Good choice Fox owner. Super looking cars, w great interiors, and the dogleg 5sp shifted models are especially nice runners.
These 77-79 Birds shared the same chassis platform as the LTD II and Mercury Cougar of the same years which was a continuation of what used to be the Torino platform that started in 1972. Previous Thunderbirds (72-76) were bigger shared the platform with Lincoln Mark series.
This generation of T-Birds were very nicely done. Take an existing platform, give it T-Bird styling cues, price it attractively, and the result was a successful entry in the then-hot personal luxury coupe category. I prefer them with buckets/ console/ sport instrumentation, but this looks like a very nice example.
No power windows. I had a new bird same color as this in 77. Had the 400 motor and power everything. $7,200 sticker. I can’t believe how many people ordered Thunderbirds without power windows!
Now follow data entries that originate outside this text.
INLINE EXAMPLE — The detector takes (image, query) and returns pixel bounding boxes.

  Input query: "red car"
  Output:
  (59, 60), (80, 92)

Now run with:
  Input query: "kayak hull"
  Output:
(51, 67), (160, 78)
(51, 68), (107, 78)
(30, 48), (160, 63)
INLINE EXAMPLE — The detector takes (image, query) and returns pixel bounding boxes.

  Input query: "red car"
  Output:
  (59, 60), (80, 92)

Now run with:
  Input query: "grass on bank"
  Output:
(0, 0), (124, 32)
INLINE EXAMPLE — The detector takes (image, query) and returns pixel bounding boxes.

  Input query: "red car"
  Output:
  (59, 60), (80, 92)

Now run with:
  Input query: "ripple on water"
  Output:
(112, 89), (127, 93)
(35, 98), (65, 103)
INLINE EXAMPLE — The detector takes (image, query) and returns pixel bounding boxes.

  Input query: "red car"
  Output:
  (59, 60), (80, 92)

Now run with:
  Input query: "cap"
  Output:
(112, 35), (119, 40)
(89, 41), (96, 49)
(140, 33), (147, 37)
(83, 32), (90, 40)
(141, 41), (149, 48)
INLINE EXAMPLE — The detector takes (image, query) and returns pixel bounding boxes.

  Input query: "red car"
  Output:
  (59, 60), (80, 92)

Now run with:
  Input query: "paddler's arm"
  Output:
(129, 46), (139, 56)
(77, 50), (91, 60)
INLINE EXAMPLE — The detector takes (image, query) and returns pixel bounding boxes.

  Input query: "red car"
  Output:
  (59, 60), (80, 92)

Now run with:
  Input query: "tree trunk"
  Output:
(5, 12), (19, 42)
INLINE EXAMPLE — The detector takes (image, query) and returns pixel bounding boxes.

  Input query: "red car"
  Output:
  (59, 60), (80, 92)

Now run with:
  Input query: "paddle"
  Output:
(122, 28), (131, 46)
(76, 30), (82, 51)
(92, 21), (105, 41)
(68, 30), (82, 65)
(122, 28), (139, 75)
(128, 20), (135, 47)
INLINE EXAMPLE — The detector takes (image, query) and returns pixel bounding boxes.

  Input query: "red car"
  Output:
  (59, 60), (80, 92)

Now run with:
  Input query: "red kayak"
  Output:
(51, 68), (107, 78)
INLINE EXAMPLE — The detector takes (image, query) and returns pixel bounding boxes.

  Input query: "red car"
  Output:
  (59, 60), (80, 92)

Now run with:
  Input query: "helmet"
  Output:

Long reach req’d to roll down that other window 🪟 joeey
I noticed that it did not have power windows too and no power seat but it has all other options right down to right mirror control and a am/fm 8 track. Still a very clean Thunderbird!
I can’t believe how many people ordered ANY 2 door car WITH power windows whose rear side windows do not roll down or are not even there. lol
Even power door locks seem silly to me on any 2 door – moving a switch instead of moving a plunger.
& what if the battery goes dead or p/w motor burns out before a rain storm & the windows are down? Or you are under water & the windows are up?
I also can’t believe that very few cars from the ’60s & ’70s were ordered with cruise control. & this bird doesn’t seem to have it either.
Those wheels look like the ones that would weld/rust themselves to the rotor hub here in Michigan, causing their removal to be nearly impossible. I recall the need to put a torch to more than 1 set. No amount of prying could release some. (Yes, the customer approved)
You loosen the luggage nuts and do doughnuts in the parking lot. They will come loose without deploying the gas-ax!
I’d beat on the tire on both sides. They were hard to remove for sure!
In NH, ALL wheels would freeze themselves to the hub. No amount of trickery would prevent it from happening. But, no matter how hard it was to get the wheels off, it was 10 times harder getting rear brake rotors off.
Isn’t it missing the lower rub strip/molding that runs the length of the car?